Staff Opinion: Athletes not only deserve to be heard, they need to be heard

By Nick Pisani | April 4, 2018 10:00am

_MG_5955
by Annika Gordon / The Beacon

Even though we are only four months in, 2018 has already been a sports fan’s dream. During these last few months we’ve seen an exhilarating Super Bowl game finish with more than 70 points, a March Madness that hasn’t failed to entertain, a Winter Olympics that expanded upon what we thought was humanly possible, and countless developments in the NBA as the season nears playoffs.

With all the major sporting events taking place this year, arguably the best performances are yet to come. For fans of America’s pastime baseball, the season is just getting started, and lovers of the beautiful game are preparing to lose sleep with the World Cup being less than 80 days away.

Russia is hosting the World Cup this summer and has allotted a budget of $10 billion to host the world’s most viewed sporting event. Every player on the winning team of this year’s Super Bowl was awarded an extra $112,000. March Madness, which is currently approaching the Final Four stage, typically produces around $900 million for the NCAA. Yet despite all the money being generated by athletes around the world, it appears their opinions are still worthless.

Just last month, Fox News host Laura Ingraham told NBA All Star Lebron James to “shut up and dribble.” The remark was made on live television in response to an ESPN interview featuring Lebron James and Kevin Durant during which James discussed topics of political importance and criticized President Trump.

Since Lebron James is one of the greatest basketball players to ever play the game and one of the biggest celebrities in our country, it wasn’t long before the interview became viral and backlash came flooding back to Ingraham. Not only is Ingraham’s statement despicable for its unproductive malice, it is also simply bereft of intelligent thought.

Ingraham argues that celebrities who are paid millions just to dribble a ball should not be complaining about the country they live in. The statement stereotypes athletes as mindless jocks who have pushed their physical limits rather than their mental abilities and are therefore too incompetent to voice political opinions.

The simple fact that Lebron James is a citizen of the United States is reason enough for him to voice whatever opinion he pleases, just as Ingraham does on her “news” show. James is a role model to millions of kids around the world and wouldn’t be a very good one if he weren’t allowed to talk. 

Furthermore, Ingraham’s complaint that James’ hefty salary renders him too entitled to complain means she too has no place to talk. If Lebron James, who worked his way from the inner city of Akron, Ohio to become the head coach of the Cleveland Cavaliers, cannot voice his opinions on America’s problems because he makes millions, then why should Laura Ingraham, who grew up in one of Connecticut’s wealthiest neighborhoods, be allowed to talk when she too makes millions?

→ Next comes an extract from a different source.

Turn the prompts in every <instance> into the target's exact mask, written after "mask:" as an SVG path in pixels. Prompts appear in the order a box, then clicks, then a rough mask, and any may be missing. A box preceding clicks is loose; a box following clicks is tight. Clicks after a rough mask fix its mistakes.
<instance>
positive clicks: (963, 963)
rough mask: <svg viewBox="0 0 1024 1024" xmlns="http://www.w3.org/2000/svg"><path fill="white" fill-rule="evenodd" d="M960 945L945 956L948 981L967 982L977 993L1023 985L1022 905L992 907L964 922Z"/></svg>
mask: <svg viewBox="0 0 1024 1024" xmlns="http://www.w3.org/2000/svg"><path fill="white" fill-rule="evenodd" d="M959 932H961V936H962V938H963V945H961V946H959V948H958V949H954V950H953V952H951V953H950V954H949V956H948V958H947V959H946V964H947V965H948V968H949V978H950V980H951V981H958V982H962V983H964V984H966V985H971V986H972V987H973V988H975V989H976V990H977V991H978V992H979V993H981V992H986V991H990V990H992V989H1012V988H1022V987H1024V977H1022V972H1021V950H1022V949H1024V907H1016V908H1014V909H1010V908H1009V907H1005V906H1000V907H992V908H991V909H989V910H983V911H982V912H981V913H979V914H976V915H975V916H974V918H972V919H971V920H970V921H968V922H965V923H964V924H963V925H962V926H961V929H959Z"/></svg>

The idea of athletics bearing little importance to society and athletes being unqualified to talk about real world issues is ridiculous. Athletics have been around for as long as humans have had free time. 

The first Olympics were held after the Battle of Marathon (the name is not a coincidence) in ancient Greece, whereas Ingraham’s profession of journalism didn’t appear until the first newspaper was published in 1605 AD. I find it astonishing Ingraham can even call herself a serious reporter and a conservative since she is criticizing an American citizen for practicing their First Amendment right.

"It's always unwise to seek political advice from someone who gets paid $100 million a year to bounce a ball," Ingraham said, implying sports have little relevance to our modern world in comparison to the constantly evolving field of political journalism. Last year, Fox News boasted profits of $1.4 billion within a three-month period. That’s a pretty big sum of money and appears to make Ingraham’s job look much more valuable to society. It might even bolster the idea that she has some right in telling Lebron James to “shut up.” However, compare that to the $2.7 billion profit the 2014 World Cup produced in the span of a month, and ask yourself once again if sports are truly irrelevant.

Athletes should never shut up, because their voices are powerful. At the beginning of March, Toronto Raptors’ star and MVP candidate, DeMar DeRozan, opened up about his struggles with depression and it brought on a national discussion about mental health. Jackie Robinson and Muhammad Ali did not abide by pathetic remarks like “shut up and box” or “shut up and bat.”

The importance of athletes speaking up is not just an American issue. If you are still truly in doubt about the immense influence athletes can catalyze, then read about Didier Drogba, one of the greatest strikers to ever play soccer. 

For five years, a civil war had ravaged the Ivory Coast, his native country. In 2005, Drogba led the Ivory Coast to qualify for the 2006 World Cup. After one of the qualifying games, Drogba went on national television and begged the warring factions within his native country to stop fighting. Drogba was not told to “shut up and dribble.” Instead, a week passed, the fighting stopped, and just like that, an athlete had used his voice to stop a civil war.